Representative Brad Miller (D-N.C.) said today the FAA’s proposal to change aviation weather services is “a determination by the FAA to solve a problem that appears not to exist.”
Miller’s Science and Technology’s Investigations and Oversight Subcommittee held a hearing Thursday to question why the FAA wants to cut the number of weather forecasters.
Currently 84 forecasters working in 21 centers provide 16 hours of service each day. The FAA proposes to consolidate this to where the National Weather Service (NWS) would have just 36 forecasters working out of two centers providing 24 hours of service each day. The result would be that on any morning or afternoon shift there would be only eight forecasters covering the lower 48 states as opposed to 20 on the shifts now. This would mean each forecaster would have much more airspace to be responsible for and “deprive controllers the opportunity to have a forecaster to stand over their shoulders in the event of a crisis.”

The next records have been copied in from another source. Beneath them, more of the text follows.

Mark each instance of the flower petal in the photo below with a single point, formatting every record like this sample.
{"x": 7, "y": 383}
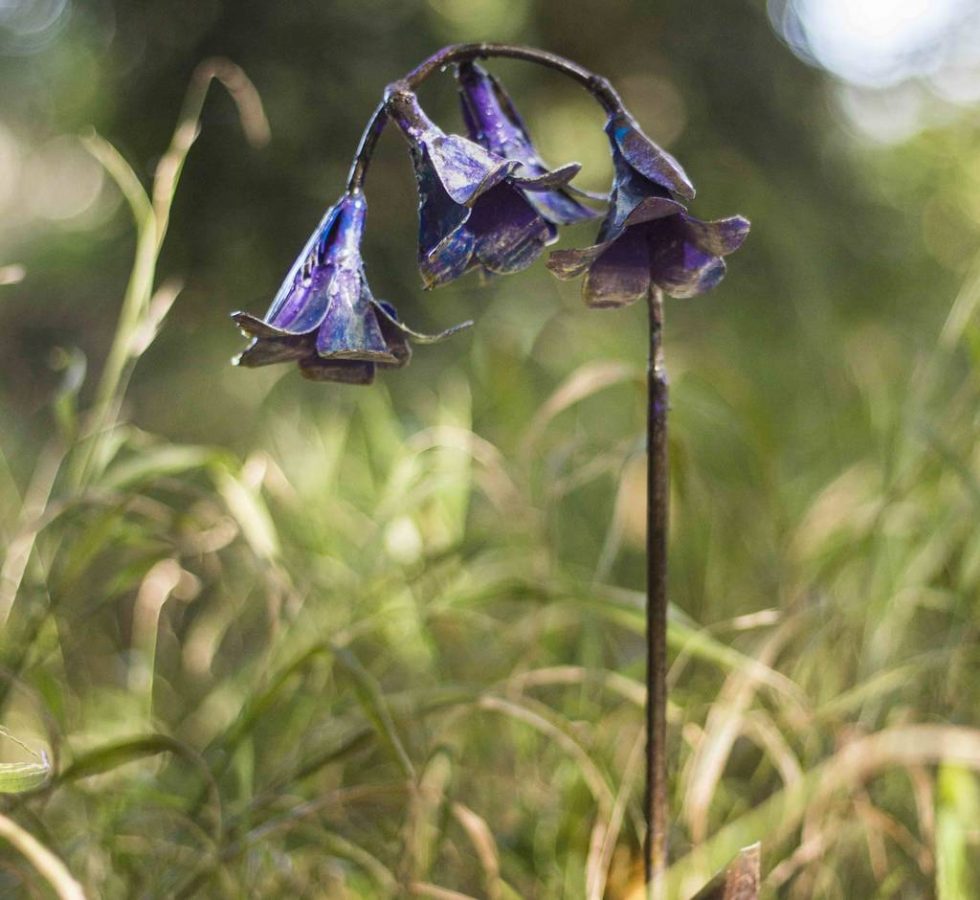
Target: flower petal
{"x": 465, "y": 169}
{"x": 389, "y": 317}
{"x": 651, "y": 208}
{"x": 302, "y": 300}
{"x": 266, "y": 352}
{"x": 721, "y": 237}
{"x": 621, "y": 274}
{"x": 646, "y": 157}
{"x": 344, "y": 371}
{"x": 545, "y": 180}
{"x": 509, "y": 232}
{"x": 558, "y": 207}
{"x": 568, "y": 264}
{"x": 350, "y": 328}
{"x": 678, "y": 266}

For three decades, Miller said, the NWS has provided the FAA with aviation weather forecast services that appear to have met the needs of air traffic controllers. However the FAA has been pushing for the change since 2005, claiming it would lead to cost savings without sacrificing service. Miller said no proposal by the FAA for consolidation has demonstrated meaningful savings.
Air traffic controllers support the current system and oppose consolidation of weather services.